There were two girls coming up the stairs next to where we were seated. One in a yellow college-jacket and tight black pants and I could see her eyes, only because they were accentuated by black mascara and her lips jumped out from her face in purple lipstick and I was almost certain they could talk without her permission. Pretty, but not worth all the attention she was being given. Oh, wait, I think he meant her friend who was in fitting black pants and a purple top and a black leather jacket. Her hair was all over the place, like mountains of cotton wool plastered neatly on her head and intermittently put in place with different pins; she had aquiline features (whatever those are) and everything on her face seemed like it was exactly where it needed to be. She was actually quite attractive, maybe even beautiful, if anyone ever came up with an acceptable definition for that derogatory word. I couldn’t tell why exactly she was beautiful though, if you were to ask me “What makes that girl beautiful?” my brain would be hard-pressed to come up with an answer; it’s one of those questions like “Why do people like chocolate?”; or “What is an orgasm?”; or “Are you in love?” Those questions that you can feel the answer coming to you (no pun intended) but you really can’t say it to someone else because you know they won’t get it and because the answer is just for you.
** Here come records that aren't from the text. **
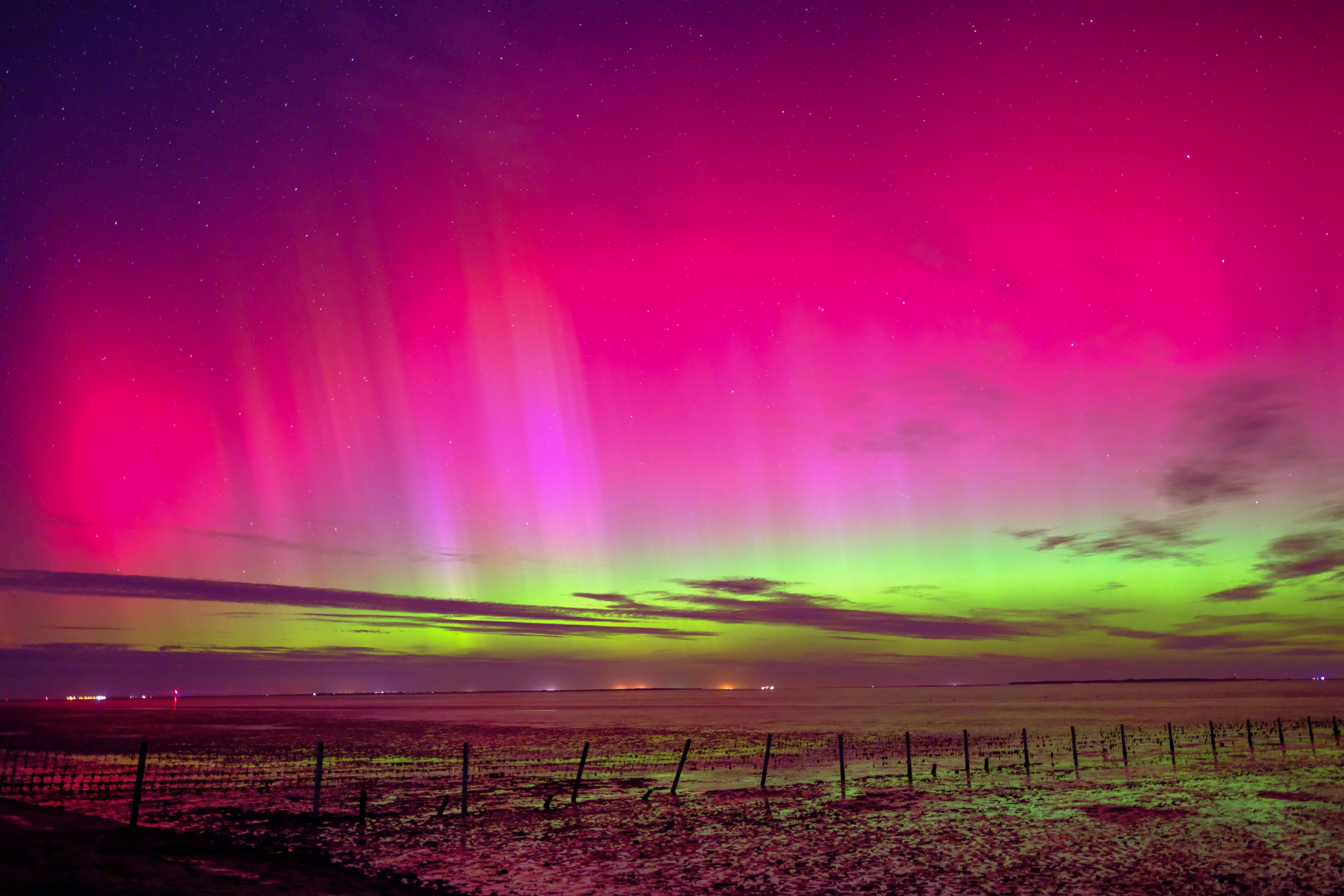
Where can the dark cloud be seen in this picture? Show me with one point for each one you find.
(921, 414)
(1303, 555)
(440, 613)
(1241, 593)
(1168, 539)
(748, 601)
(1053, 542)
(733, 585)
(1240, 430)
(169, 589)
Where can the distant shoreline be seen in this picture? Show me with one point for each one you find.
(1125, 681)
(429, 694)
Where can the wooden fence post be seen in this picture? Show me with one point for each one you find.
(765, 766)
(467, 757)
(318, 778)
(578, 778)
(677, 780)
(140, 785)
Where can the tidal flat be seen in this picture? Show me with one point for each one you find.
(1244, 793)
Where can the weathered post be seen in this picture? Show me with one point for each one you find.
(677, 780)
(140, 785)
(765, 766)
(467, 757)
(318, 778)
(578, 778)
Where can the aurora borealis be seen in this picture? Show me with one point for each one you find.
(483, 346)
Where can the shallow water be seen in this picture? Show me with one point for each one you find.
(871, 710)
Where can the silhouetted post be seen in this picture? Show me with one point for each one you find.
(765, 766)
(677, 780)
(578, 778)
(467, 757)
(140, 785)
(318, 778)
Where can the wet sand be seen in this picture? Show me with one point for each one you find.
(48, 851)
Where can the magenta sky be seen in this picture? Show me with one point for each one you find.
(671, 346)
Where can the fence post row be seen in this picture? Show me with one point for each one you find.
(765, 766)
(841, 741)
(140, 785)
(681, 766)
(467, 755)
(318, 778)
(578, 778)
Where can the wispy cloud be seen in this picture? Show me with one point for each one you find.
(1240, 429)
(1134, 539)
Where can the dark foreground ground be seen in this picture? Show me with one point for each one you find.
(49, 851)
(1264, 831)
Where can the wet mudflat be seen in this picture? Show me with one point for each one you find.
(1244, 831)
(1213, 804)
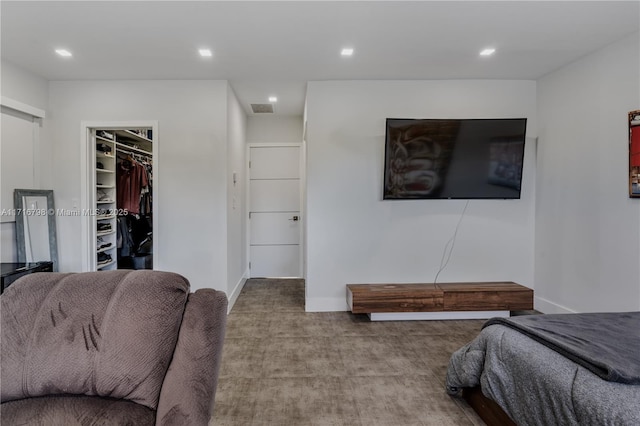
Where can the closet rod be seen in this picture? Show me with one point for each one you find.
(135, 154)
(123, 147)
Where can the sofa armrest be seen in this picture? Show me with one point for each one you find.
(188, 390)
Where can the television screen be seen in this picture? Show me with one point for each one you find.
(454, 158)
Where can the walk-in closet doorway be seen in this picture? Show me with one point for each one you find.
(120, 171)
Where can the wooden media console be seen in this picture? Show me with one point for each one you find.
(438, 301)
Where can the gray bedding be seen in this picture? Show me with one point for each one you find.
(535, 385)
(605, 343)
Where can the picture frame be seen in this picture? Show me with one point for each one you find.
(36, 236)
(634, 154)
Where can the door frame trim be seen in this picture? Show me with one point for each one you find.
(88, 176)
(303, 175)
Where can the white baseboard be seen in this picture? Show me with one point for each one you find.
(233, 297)
(422, 316)
(547, 307)
(325, 304)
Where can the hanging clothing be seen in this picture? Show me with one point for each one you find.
(131, 178)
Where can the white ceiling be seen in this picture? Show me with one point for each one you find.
(273, 48)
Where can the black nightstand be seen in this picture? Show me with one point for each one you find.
(13, 271)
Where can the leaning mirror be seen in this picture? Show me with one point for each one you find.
(36, 226)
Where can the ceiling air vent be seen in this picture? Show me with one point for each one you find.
(262, 108)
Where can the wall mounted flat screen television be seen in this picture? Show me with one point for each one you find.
(454, 158)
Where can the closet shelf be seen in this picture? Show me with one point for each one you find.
(100, 138)
(125, 147)
(105, 265)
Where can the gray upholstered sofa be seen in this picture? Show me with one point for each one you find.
(109, 348)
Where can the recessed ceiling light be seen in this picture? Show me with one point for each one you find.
(64, 53)
(347, 51)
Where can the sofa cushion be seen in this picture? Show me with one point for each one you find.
(103, 333)
(75, 410)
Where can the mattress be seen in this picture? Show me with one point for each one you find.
(535, 385)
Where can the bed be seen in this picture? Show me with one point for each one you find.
(563, 369)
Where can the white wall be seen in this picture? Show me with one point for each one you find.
(29, 89)
(587, 228)
(355, 237)
(237, 263)
(190, 173)
(24, 86)
(274, 129)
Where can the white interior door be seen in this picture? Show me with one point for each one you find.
(274, 217)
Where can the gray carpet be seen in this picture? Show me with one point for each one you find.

She probably knew that she was beautiful, but to who? Maybe she was one of those types that said she knew she was beautiful to and for herself and that was enough; but was that really enough? If it was, Instagram would not be so full of selfies and make-up would really not be a thing. Maybe what made her beautiful was that we were giving her attention; or that her features pleased everyone’s eyes; or that her eyes smiled more than her lips; or that she laughed looking at the sky as if she was sharing the joke with angels; or that her friends were not as beautiful as she was; or maybe I’m just over-thinking the whole thing and it’s probably her phat-ass that was skewing my description of her beauty. Who knew. One thing was for sure though, it was not out of desire that I was looking, or out of wishing she were mine (okay maybe a bit) but out of fear probably. I was scared for her; scared that maybe she thought that her beauty made her worth more than others out of some effort of her own rather than good genes; scared for her friends who must suffer a constant physical and mental juxtaposition; scared for her father that this reckless beauty could indeed be reckless and scared for myself, that she will pass where I am sitting in approximately five seconds without noting my existence, yet I have probably analyzed her entire life. Sigh. The first day and its horrific presumptions.